HC Deb 12 November 1908 vol 196 cc532-3

I beg to ask the Secretary of State for Foreign Affairs whether his attention has been called to the arrest of the British steam trawler "Taurus" by a German gunboat, on the 14th May last, and of the trial of Captain George Barker, at the Royal Provincial Court at Flensburg, on the 24th August, when he was fined 300 marks and the vessel's gear and voyage confiscated; whether he is aware that at the trial it was admitted that the commander took no cross-bearings or angles, that he stated he took soundings and that the vessel was in 9 feet of water, whereas the ship draws 13 feet; whether the Court refused to recognise the vessel's chart, and that the Court in giving judgment charged the captain with carrying an inaccurate chart of the waters on that coast; whether he is aware that the chart in question was one of Close's charts, which was prepared under the surveys of Commander Lindup of the British Admiralty, who has since seen the chart and guarantees its accuracy; and whether the Foreign Office are aware of any difference between the German and English charts as to the limit-line in these waters, or whether the Germans are entitled to fix the three-mile limit-line where they choose and arrest British vessels without notice.

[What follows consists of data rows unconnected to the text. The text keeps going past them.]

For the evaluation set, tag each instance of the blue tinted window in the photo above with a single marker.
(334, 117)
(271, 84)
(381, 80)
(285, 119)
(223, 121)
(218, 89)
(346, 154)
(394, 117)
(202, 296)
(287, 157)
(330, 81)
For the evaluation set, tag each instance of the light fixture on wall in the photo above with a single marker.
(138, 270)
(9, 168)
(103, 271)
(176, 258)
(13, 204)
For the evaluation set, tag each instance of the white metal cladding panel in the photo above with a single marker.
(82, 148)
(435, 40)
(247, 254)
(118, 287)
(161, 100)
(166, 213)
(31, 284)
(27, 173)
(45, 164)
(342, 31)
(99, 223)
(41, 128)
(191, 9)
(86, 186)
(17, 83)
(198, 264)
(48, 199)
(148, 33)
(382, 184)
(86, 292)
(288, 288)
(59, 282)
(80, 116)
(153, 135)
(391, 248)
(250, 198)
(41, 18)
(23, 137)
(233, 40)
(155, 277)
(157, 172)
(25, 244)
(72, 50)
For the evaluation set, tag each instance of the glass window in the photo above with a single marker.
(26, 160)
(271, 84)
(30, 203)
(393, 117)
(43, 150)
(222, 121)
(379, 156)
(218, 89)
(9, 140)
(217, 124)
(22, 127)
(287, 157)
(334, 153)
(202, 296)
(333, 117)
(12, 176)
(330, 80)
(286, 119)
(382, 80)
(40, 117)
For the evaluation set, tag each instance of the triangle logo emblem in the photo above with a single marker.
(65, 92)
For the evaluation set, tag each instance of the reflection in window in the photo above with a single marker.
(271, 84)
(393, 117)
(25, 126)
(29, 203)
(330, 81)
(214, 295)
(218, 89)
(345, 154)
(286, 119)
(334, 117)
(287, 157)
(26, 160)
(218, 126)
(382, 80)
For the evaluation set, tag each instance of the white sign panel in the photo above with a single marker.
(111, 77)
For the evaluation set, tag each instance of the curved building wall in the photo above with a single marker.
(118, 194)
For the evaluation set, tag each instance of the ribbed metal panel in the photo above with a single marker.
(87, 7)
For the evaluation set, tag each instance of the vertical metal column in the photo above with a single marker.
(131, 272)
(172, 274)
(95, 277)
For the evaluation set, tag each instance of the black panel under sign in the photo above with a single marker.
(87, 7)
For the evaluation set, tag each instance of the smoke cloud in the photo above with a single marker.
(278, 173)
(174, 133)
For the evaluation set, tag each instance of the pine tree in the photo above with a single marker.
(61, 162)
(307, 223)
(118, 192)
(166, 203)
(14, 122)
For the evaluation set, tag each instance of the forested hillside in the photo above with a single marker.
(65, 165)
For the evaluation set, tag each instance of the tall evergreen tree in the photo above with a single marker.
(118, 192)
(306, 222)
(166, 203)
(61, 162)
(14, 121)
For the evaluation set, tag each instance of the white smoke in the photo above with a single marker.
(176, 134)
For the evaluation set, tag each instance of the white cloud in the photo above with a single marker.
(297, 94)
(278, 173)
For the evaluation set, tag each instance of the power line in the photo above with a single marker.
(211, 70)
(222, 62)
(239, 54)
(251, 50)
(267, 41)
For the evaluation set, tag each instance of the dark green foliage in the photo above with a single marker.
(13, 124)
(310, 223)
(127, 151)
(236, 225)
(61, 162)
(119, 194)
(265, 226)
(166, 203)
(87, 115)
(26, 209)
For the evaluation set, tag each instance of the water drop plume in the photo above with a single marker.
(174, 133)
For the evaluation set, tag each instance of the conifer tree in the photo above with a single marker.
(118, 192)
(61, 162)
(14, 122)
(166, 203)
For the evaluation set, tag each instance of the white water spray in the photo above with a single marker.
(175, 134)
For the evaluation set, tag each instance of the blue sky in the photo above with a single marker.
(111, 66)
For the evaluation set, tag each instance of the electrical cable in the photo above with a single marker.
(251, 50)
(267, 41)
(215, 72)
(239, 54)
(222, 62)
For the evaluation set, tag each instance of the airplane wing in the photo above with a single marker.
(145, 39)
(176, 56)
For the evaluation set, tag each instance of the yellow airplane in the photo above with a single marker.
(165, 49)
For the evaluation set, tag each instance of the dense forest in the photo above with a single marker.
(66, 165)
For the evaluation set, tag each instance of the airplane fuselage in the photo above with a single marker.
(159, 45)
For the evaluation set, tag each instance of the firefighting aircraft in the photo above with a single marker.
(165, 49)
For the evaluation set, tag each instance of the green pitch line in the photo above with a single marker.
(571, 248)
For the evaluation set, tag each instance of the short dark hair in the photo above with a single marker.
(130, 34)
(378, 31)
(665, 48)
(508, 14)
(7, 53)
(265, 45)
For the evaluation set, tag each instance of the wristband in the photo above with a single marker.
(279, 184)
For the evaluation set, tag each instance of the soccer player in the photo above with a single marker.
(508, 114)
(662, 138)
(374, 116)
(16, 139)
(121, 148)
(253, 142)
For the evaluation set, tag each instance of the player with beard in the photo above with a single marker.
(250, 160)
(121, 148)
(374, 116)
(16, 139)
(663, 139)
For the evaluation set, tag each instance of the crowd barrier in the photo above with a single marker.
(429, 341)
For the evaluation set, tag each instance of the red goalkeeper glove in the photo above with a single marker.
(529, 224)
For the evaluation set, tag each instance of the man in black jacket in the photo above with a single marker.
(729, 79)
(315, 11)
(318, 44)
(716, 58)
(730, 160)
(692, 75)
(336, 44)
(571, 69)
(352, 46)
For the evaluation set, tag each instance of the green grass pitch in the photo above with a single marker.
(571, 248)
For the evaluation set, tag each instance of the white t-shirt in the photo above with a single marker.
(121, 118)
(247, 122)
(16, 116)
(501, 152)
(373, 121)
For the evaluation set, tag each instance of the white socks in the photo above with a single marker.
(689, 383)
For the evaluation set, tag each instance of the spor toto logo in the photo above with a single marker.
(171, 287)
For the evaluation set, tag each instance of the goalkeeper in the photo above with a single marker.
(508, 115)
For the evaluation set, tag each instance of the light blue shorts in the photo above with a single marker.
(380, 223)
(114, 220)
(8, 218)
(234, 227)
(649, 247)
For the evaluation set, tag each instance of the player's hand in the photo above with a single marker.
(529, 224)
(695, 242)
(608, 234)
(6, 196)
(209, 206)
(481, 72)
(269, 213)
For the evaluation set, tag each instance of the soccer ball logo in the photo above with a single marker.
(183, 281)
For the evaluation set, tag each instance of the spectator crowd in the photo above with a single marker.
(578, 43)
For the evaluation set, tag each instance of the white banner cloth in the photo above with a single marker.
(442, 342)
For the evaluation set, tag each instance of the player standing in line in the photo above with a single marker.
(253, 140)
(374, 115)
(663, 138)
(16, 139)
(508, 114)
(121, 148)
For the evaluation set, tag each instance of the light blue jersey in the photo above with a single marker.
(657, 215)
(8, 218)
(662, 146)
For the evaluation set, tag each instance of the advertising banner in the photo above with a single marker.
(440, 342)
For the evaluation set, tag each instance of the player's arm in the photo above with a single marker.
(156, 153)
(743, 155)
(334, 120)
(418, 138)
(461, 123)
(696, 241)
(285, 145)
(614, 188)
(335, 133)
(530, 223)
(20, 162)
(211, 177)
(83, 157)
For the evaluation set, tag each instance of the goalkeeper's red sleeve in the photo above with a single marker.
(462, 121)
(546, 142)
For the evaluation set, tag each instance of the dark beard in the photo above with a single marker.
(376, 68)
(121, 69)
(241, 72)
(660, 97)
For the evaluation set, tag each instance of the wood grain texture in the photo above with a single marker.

Acting under my instructions, the British Vice-Consul at Finsburg was present in the Court at the trial of the master of the British steam trawler "Taurus." I am not aware of the admissions and statements attributed by the hon. Member to the commander of the Gorman gunboat. As regards the chart in use on the "Taurus," no authority was given to Mr. Lindup, a chief officer of coastguard, to assist Mr. Close in preparing the chart, and any assistance given by him to Mr. Close was unofficial. I understand that Mr. Close did consult him privately in the matter. I am in communication with the Admiralty as to any difference which may exist between the British and German charts. The German authorities are of course bound by the definition of the exclusive fishery limits contained in Article 2 of the North Sea Fisheries (Police) Convention of 1882, which runs as follows:—"The fishermen of each country shall enjoy the exclusive right of fishery within the distance of three miles from low-water mark along the whole extent of the coasts of their respective countries, as well as of the dependent islands and banks."